With Six Daily Deaths in Ciudad Juarez, Mexican Drug War Heats Up
Four people on December 8 have been horrifically shot and killed in an ambulance in war-torn Cuidad Juarez. Yet, this tragedy comes as no surprise due to the regular reports of murder and mayhem coming out of Mexico. These incidents, as seen in Cuidad Juarez, are a part of the ongoing Mexican drug war.
Unfortunately, the U.S. is making the drug war worse by its failed law enforcement operations and its own inadequacies with gun control laws. America is causing needless civilian deaths on both sides of the border.
For example, in law enforcement operations such as Fast and Furious and Wide Receiver, the Drug Enforcement Agency (DEA) allowed gun runners to buy firearms for the cartels and transport them, hoping they would help track down larger bosses. The D.E.A. has also led controversial money laundering stings in order to see how the system works. Fighting this war is becoming not just a failure, but an embarrassment because the results are unsuccessful and have led to many deaths.
The Guardian estimates that 45,000 deaths have occurred in the last five years in Mexico alone. CNN estimates that the homicide rate in Ciudad Juarez stands at an average of six people daily. This kind of crime is beginning to spill over the border and is therefore resulting in American deaths as well. Only last year Brian Terry, a border patrol agent, was shot and killed. Near the scene were two American-made guns, purchased from the Bureau of Alcohol, Tobacco, and Firearms (ATF) in the disastrous Fast and Furious operation. American policies and law enforcement actions are only exacerbating Mexico’s war on drugs. Both supply the cartels with the guns and ammunition to continue killing; in turn, the guns provide protection for their trade and thus the funds to secure more guns and more capital.
Eighty-seven percent of all arms in the cartels' hands are from the U.S. “The United States is the easiest and the cheapest place for drug traffickers to get their firearms, and as long as we are the easiest and cheapest place for the cartels to get their firearms there'll continue to be gun trafficking," said J Dewey Webb, an ATF special agent to the Huffington Post.
Most of the weapons are legally bought in gun shops and then illegally smuggled into Mexico. It’s impossible to tell how many have slipped into Mexico. According to one of the leaders in the Zeta’s cartel, Jesus Enrique Rejon, “All the weapons are bought in the United States.”
How exactly is this happening? Most of the guns are bought from U.S. citizens called straw-buyers, and then delivered to drug-traffickers. They are paid anywhere $50 to $500 for each buy. Straw-buyers are usually poor, which makes this an attractive opportunity. Mexican president Felipe Calderon and U.S. Attorney General Eric Holder have pleaded for tougher arms control legislation, but these pleas have fallen on deaf ears.

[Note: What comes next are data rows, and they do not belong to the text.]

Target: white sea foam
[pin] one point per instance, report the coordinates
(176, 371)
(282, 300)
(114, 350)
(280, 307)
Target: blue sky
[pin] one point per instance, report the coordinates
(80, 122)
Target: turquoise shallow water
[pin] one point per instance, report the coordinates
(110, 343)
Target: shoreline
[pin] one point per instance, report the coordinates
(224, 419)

Within our law enforcement, specifically the ATF, Fast and Furious and Wide Receiver operations have come under the media microscope. Originally, these operations were intended to investigate how the networks were run. ATF agents would sell gun runners firearms through gun shops and track their movement in order to identify the bosses of the cartels. Out of 2000 weapons, the ATF has lost track of 1,400. The arms have since been linked to a number of deadly crimes in Mexico. Adding to American embarrassment, the DEA has shipped hundreds of thousands of dollars in illegal profit across the border and has also laundered money in an attempt to understand how the cartels operate. These reckless blunders are only fueling the war and are responsible for a number of murders in Mexico. Which begs the question: Is America really treating war with the seriousness that it deserves?
It’s hard to understand the mentality of our do-nothing Congress. The U.S. is giving money and supplies to cartels, and thus the war, by allowing our system to be exploited. It's time we start doing more for the Mexican government, our ally in the war on drugs.